Com apenas 2,5 mil habitantes, Mirim Doce é a única ci­­dade afetada pelas chuvas em Santa Catarina que decretou estado de calamidade pública. As estimativas iniciais são de R$ 12 milhões em prejuízos, parte deles nas lavouras de arroz de uma cidade que se intitula a "capital do melhor arroz". "Foi um tsunami em terra firme", relata o vereador Valdir Men­garda (PT). Ele atribui a ausência de mortes à enxurrada ter chegado de manhã: "Se fosse duas horas antes, metade do povo teria morrido".

Moradores dizem que tiveram mais prejuízos porque demoraram a acreditar no alerta informal, já que Mirim Doce nunca havia sido atingida por enchentes.

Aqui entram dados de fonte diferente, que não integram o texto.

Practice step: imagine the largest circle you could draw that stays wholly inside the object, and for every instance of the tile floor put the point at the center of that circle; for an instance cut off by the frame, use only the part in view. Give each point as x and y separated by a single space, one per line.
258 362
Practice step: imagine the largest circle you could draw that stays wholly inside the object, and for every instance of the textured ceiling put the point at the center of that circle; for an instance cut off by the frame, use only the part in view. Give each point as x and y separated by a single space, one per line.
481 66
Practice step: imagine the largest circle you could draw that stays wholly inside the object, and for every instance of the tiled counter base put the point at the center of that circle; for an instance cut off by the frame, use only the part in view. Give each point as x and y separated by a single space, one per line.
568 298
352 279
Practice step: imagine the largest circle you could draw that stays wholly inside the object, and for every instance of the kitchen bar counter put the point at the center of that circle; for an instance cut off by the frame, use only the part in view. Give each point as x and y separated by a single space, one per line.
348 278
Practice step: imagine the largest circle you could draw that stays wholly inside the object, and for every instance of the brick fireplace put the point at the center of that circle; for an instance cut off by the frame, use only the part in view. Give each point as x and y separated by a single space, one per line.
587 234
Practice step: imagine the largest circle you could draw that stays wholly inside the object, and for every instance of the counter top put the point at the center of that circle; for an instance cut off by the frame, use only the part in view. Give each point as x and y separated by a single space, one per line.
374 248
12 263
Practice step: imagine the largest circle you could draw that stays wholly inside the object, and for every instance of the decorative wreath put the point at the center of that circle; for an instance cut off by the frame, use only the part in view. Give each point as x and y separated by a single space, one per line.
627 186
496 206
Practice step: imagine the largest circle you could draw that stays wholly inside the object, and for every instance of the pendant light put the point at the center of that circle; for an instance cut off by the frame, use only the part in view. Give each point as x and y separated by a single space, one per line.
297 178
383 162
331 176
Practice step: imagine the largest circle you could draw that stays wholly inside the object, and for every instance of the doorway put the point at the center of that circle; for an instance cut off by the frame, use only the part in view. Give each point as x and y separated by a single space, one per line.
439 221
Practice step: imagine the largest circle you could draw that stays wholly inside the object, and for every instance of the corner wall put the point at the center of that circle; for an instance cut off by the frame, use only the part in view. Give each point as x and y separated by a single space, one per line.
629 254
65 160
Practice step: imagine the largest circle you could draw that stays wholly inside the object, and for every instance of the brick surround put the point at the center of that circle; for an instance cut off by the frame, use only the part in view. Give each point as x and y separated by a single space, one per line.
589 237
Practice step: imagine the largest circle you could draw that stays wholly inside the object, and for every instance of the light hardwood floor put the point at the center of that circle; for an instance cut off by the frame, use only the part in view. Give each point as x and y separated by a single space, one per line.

A prefeita Maria Luiza Liebsch (PMDB) disse que a memória da tragédia de 2008 – quando 135 morreram em todo o estado – teve pouco efeito devido à distância do epicentro da destruição da época: cerca de 180 quilômetros.

Segundo Liebsch, choveu 179 mm nas 12 horas que antecederam o transbordamento do rio. "É o imponderável. O que você vai fazer contra a força da água?"

O empresário Ademar Santos, 45, que perdeu uma casa que ainda pagava, contou que a enchente veio em um momento em que a cidade vivia um clima de otimismo, com a instalação de quatro malharias. Todas foram destruídas pelas águas. A Serra Velha, de onde partiu o alerta amigo que evitou a tragédia, continua com 40 famílias isoladas e é abastecida por helicópteros.

Balanço

Subiu para 70 o número de cidades que decretaram estado de emergência em Santa Catarina por causa das chuvas que atingiram a região nos últimos dias. Em Mirim Doce, o estado é de calamidade pública. Segundo balanço da Defesa Civil do Estado, cerca de 26 mil pessoas de 80 cidades estão desabrigadas e desalojadas, 162 se feriram e cinco morreram, das quais duas são crianças arrastadas pela força das águas. Segundo o boletim, 930 mil pessoas foram afetadas pelas chuvas no estado.